All random variables are defined on the same measurable space $(S,\mathcal{A}, P)$. The symbol $\mathcal{B}_{\mathcal{K}}$ denotes the Borel $\sigma$-algebra for the set $\mathcal{K}$.
Could you help me to clarify the relations among the different $\sigma$-algebras in what follows?
(1) Consider a $(\{0,1\}, \mathcal{B}_{\{0,1\}})$-valued random variable $Y$, i.e. $$ Y^{-1}(T):=\{s\in S \text{ s.t. } Y(s)\in T\}\in \mathcal{A} \text{ }\forall T \in \mathcal{B}_{\{0,1\}} $$
(2) I am told that $$ Y=f(X) $$ for a random variable $X$ which is uniformly distributed on $[0,1]$ and for some measurable function $f:[0,1]\rightarrow \{0,1\}$.
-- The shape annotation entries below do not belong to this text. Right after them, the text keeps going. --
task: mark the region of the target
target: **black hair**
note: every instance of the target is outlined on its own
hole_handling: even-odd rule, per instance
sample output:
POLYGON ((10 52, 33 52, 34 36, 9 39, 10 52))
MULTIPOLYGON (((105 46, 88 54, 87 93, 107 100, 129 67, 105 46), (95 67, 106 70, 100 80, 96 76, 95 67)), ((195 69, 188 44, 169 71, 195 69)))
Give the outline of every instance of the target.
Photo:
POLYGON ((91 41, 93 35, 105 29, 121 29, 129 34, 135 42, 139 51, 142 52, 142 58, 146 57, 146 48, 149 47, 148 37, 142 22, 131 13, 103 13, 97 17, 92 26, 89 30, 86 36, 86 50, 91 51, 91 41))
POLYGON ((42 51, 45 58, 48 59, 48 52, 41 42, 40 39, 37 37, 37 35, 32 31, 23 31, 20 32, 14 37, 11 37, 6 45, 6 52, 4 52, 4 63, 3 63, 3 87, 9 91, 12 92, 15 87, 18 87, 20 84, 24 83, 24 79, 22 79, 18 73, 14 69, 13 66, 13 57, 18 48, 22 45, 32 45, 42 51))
I am confused on the $\sigma$-algebras involved in the measurability of $f$. My considerations are:
(i) I am told that $X$ is uniformly distributed on $[0,1]$. Hence it is a $([0,1], \mathcal{B}_{[0,1]})$-valued random variable, i.e. $$ X^{-1}(D):=\{s\in S \text{ s.t. } X(s)\in D\}\in \mathcal{A} \text{ }\forall D \in \mathcal{B}_{[0,1]} $$
(ii) I am told that $f$ is a measurable function, meaning that, for some $\sigma$-algebras $\mathcal{E}, \mathcal{U}$ associated with $[0,1], \{0,1\}$, $$ f^{-1}(U):=\{e \in [0,1] \text{ s.t. } f(e)\in U \}\in \mathcal{E} \text{ }\forall U \in \mathcal{U} $$
(iii) At the same time $f(X)$ can be thought of as a $(\{0,1\}, \mathcal{B}_{\{0,1\}})$-valued random variable $Q$, i.e. $$ Q^{-1}(T):=\{s\in S \text{ s.t. } Q(s)\in T\}\in \mathcal{A} \text{ }\forall T \in \mathcal{B}_{\{0,1\}} $$ with $Q(s)=f(X(s))$.
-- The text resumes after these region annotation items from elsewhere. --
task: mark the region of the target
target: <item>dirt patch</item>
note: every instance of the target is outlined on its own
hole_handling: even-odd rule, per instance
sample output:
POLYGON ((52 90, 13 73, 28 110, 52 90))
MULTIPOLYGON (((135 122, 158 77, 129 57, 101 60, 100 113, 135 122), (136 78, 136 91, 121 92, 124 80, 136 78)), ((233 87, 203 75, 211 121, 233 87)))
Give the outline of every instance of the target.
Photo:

Does (1) and (2) imply that $\mathcal{E}:=\mathcal{B}_{[0,1]}$ and $\mathcal{U}:=\mathcal{B}_{\{0,1\}}$? In other words, is saying that "$f$ is a measurable function" equivalent to say that $Q:=f(X)$ is a $(\{0,1\}, \mathcal{B}_{\{0,1\}})$-valued random variable?
Back to your question - is $\mathbf Y= f(\mathbf X)$ a random variable?
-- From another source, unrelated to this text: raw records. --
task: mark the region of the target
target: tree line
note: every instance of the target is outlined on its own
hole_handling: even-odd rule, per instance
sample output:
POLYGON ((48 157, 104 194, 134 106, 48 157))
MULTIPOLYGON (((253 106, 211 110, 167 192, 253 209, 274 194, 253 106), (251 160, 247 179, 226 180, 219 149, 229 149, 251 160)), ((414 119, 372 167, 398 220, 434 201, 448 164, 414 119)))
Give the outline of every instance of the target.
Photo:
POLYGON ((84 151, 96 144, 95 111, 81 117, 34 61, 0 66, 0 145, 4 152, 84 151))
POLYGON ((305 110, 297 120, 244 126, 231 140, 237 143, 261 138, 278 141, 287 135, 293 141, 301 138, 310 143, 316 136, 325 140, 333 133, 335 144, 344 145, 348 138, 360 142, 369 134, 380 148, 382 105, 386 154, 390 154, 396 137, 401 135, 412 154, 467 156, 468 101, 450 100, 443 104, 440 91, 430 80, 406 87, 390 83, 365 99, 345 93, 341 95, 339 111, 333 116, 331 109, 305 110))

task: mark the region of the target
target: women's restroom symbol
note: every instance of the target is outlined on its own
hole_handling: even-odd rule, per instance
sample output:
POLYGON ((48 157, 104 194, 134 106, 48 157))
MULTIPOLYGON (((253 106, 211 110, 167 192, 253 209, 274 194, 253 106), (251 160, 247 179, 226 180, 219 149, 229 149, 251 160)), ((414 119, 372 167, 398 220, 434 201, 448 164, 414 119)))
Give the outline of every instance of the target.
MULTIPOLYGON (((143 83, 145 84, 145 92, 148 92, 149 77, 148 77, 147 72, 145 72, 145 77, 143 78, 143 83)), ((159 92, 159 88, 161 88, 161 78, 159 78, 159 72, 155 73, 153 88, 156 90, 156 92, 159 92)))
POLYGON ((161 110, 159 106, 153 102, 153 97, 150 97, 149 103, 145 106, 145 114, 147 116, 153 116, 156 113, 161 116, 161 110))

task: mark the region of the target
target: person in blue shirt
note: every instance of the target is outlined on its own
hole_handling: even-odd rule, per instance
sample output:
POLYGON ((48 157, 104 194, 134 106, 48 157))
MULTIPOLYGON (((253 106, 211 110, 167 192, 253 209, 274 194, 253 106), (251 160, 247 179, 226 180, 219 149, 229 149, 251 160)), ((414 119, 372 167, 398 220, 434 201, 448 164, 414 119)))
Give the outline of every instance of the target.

$\mathbf Y = f(\mathbf X) = f \circ \mathbf X$
We already know that $\mathbf X$ is a r.v., and thus $\sigma(\mathbf X)=\{ \mathbf X^{-1}(A):A\in\mathcal B(\mathbb R)\}\subset\Sigma.$ (Strictly speaking, it is defined only on a subset of $\mathbb R$, i.e. $[0,1]$)
Meanwhile $\sigma(\mathbf Y)=\{ \mathbf Y^{-1}(A):A\in\mathcal B(\mathbb R)\}=\{ \mathbf X^{-1} \circ f^{-1}(A):A\in\mathcal B(\mathbb R)\}$ (Strictly speaking, it is defined only on a $\{0,1\}$)
Now in order for $\mathbf Y$ be a r.v. we need $\sigma(\mathbf Y) \subset \Sigma$, this is true if and only if $f$ inverse-map the borel set of $\{0,1\}$ back into a Borel-set in $[0,1]$, so that $\mathbf X$ will inverse-map $f^{-1}(A)$ into subset of $\Omega$ that is measurable.